CNN Model prediction without subfolders

Hi everybody!
I am trying to test prediction on my CNN model. I have 2 classes(Noise and Original) and accuracy on test data was ~97-98%. So now, i want to test it with data, which model did not see at all. If i understood correctly, i need to make a folder where will be unseen by model modified with Noise images and non modified images. But i have a problem, i do not really understand how i can give those test images without subfolders(classes).

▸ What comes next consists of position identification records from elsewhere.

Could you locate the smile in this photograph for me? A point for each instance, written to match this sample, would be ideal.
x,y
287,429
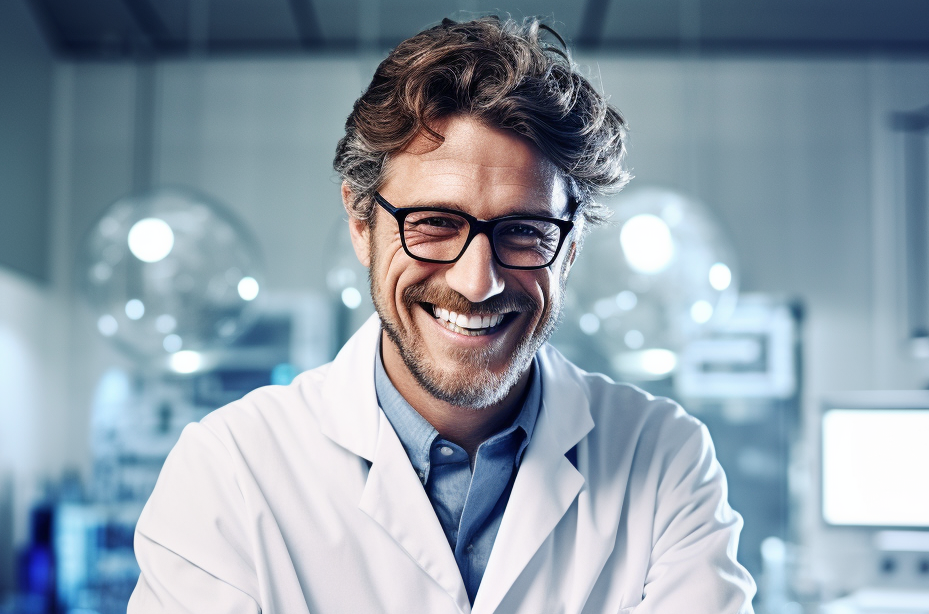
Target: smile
x,y
472,325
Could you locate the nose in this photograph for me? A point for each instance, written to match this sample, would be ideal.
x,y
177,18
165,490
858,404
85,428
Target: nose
x,y
475,275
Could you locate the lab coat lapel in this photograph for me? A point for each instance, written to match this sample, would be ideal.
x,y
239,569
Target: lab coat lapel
x,y
395,499
546,483
393,496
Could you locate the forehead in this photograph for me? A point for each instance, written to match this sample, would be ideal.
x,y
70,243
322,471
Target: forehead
x,y
485,171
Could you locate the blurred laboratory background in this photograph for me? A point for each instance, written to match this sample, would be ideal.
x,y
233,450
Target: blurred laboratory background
x,y
172,237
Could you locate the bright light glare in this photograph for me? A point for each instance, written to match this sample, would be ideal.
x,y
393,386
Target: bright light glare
x,y
658,361
634,339
875,467
172,343
650,364
720,276
248,288
647,243
107,325
701,312
626,300
351,297
151,239
589,323
185,361
135,309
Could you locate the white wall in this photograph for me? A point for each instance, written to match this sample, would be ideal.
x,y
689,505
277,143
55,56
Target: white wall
x,y
793,155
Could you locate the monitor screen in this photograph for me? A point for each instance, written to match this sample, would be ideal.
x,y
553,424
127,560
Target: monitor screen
x,y
875,467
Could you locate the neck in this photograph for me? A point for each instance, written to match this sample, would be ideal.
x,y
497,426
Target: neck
x,y
466,426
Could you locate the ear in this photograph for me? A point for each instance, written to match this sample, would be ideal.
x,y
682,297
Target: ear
x,y
358,229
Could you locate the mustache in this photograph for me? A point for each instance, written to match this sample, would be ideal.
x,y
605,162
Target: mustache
x,y
444,297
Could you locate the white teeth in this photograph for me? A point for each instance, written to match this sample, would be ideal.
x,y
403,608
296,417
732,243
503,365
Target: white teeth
x,y
464,323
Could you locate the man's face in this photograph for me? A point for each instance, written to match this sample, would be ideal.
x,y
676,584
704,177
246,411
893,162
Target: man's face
x,y
487,173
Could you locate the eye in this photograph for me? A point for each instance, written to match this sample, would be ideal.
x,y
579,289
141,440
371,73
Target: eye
x,y
527,233
434,224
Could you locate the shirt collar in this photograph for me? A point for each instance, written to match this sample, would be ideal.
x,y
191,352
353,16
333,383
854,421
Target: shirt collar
x,y
417,435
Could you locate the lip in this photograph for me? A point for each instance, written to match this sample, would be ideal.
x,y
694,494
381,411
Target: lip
x,y
491,336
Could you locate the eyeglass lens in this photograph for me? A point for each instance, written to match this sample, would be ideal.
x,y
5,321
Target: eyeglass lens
x,y
437,235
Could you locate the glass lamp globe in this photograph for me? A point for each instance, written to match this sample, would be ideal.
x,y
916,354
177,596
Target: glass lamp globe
x,y
169,270
660,274
347,284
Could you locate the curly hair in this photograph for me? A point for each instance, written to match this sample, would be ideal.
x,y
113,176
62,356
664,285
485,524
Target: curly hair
x,y
506,74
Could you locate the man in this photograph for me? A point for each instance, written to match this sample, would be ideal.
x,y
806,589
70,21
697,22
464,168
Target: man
x,y
448,460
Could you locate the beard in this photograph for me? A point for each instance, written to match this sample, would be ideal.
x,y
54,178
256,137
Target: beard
x,y
471,382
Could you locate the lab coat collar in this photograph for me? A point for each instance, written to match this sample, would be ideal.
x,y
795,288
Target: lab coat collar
x,y
351,414
544,489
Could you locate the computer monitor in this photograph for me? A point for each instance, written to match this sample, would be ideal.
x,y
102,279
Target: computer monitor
x,y
875,460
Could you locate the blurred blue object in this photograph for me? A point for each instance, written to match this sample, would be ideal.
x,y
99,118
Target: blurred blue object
x,y
37,563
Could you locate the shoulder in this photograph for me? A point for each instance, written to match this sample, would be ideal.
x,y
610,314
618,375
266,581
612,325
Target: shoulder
x,y
269,417
626,419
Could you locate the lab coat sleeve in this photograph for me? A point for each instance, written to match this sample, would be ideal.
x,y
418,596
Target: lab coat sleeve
x,y
192,539
693,565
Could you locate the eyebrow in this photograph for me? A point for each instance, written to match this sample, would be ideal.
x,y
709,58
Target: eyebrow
x,y
455,207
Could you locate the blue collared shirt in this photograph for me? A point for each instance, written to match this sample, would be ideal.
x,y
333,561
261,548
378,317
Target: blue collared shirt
x,y
469,505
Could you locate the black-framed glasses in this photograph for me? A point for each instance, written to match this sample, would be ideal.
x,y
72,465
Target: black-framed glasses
x,y
441,236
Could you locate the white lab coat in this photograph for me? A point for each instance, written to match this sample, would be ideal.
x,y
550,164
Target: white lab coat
x,y
301,499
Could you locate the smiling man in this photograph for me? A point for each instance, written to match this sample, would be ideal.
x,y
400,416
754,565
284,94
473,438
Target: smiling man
x,y
448,460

Because when model was learning, there were two subfolders - Noise & Original, but now i want to get an answer from model, which class the image is.
Now code looks like this:

import matplotlib.pyplot as plt
import numpy as np
import torch
import torchvision
import torchvision.transforms as transforms
import torch.nn as nn
import torch.nn.functional as F
import torch.optim as optim
import os
import pandas as pd

transform = transforms.Compose([
    transforms.Resize(32),
    transforms.CenterCrop(32),
    transforms.ToTensor(),
    transforms.Normalize((0.5, 0.5, 0.5), (0.5, 0.5, 0.5))
    ])

exam_data_path = 'D:/RTU/dataset/ready_dataset_2classes/exam'
weigths_path = 'D:/RTU/dataset/weights_done/weights_noise_original037-97%.pt'

exam_data = torchvision.datasets.ImageFolder(root=exam_data_path, transform=transform)


class Net(nn.Module):
    def __init__(self):
        super(Net, self).__init__()
        # convolutional layer (sees 32x32x3 image tensor)
        self.conv1 = nn.Conv2d(3, 16, 3, padding=1)
        # convolutional layer (sees 16x16x16 tensor)
        self.conv2 = nn.Conv2d(16, 32, 3, padding=1)
        # convolutional layer (sees 8x8x32 tensor)
        self.conv3 = nn.Conv2d(32, 64, 3, padding=1)
        # max pooling layer
        self.pool = nn.MaxPool2d(2, 2)
        # linear layer (64 * 4 * 4 -> 500)
        self.fc1 = nn.Linear(64 * 4 * 4, 500)
        # linear layer (500 -> 10)
        self.fc2 = nn.Linear(500, 250)
        self.fc3 = nn.Linear(250, 2)  
        # dropout layer (p=0.25)
        self.dropout = nn.Dropout(0.25) #0.25

    def forward(self, x):
        # add sequence of convolutional and max pooling layers
        x = self.pool(F.relu(self.conv1(x)))
        x = self.pool(F.relu(self.conv2(x)))
        x = self.pool(F.relu(self.conv3(x)))
        # flatten image input
        x = x.view(-1, 64 * 4 * 4)
        # add dropout layer
        x = self.dropout(x)
        # add 1st hidden layer, with relu activation function
        x = F.relu(self.fc1(x))
        # add dropout layer
        x = self.dropout(x)
        # add 2nd hidden layer, with relu activation function
        x = F.relu(self.fc2(x))
        x = self.dropout(x)
        x = self.fc3(x)       
        return x

index = -1
# Disable grad
with torch.no_grad():
    
    # Retrieve item
        for x in range(10):
            index = index + 1
            item = exam_data[index]
            image = item[0]
            true_target = item[1]
    
            mlp = Net()
            optimizer = optim.SGD(mlp.parameters(), lr=0.01)
            epoch=5
            valid_loss_min = np.Inf
            checkpoint = torch.load(weigths_path , map_location=torch.device('cpu'))
            mlp.load_state_dict(checkpoint['model_state_dict'])
            optimizer.load_state_dict(checkpoint['optimizer_state_dict'])
            epoch = checkpoint['epoch']
            valid_loss_min = checkpoint['valid_loss_min']
            print(image)
            image = image.reshape(1 , 3, 32, 32)
            mlp.eval()
            # Generate prediction
            prediction = mlp(image)
    
            # Predicted class value using argmax
            predicted_class = np.argmax(prediction)
    
            # Reshape image
            image = image.reshape(32, 32, 3)
            # Show result
            plt.imshow(image)
            plt.title(f'Prediction: {predicted_class} - Actual target: {true_target}')
            plt.show()

As i understood, i need to make the own dataset. I found some info in PyTorch documentation, but there are a lot of new information, which i do not understand at all and my mind is blowing :smiley:
Maybe somebody can help me and explain in a lighter language how i can solve it.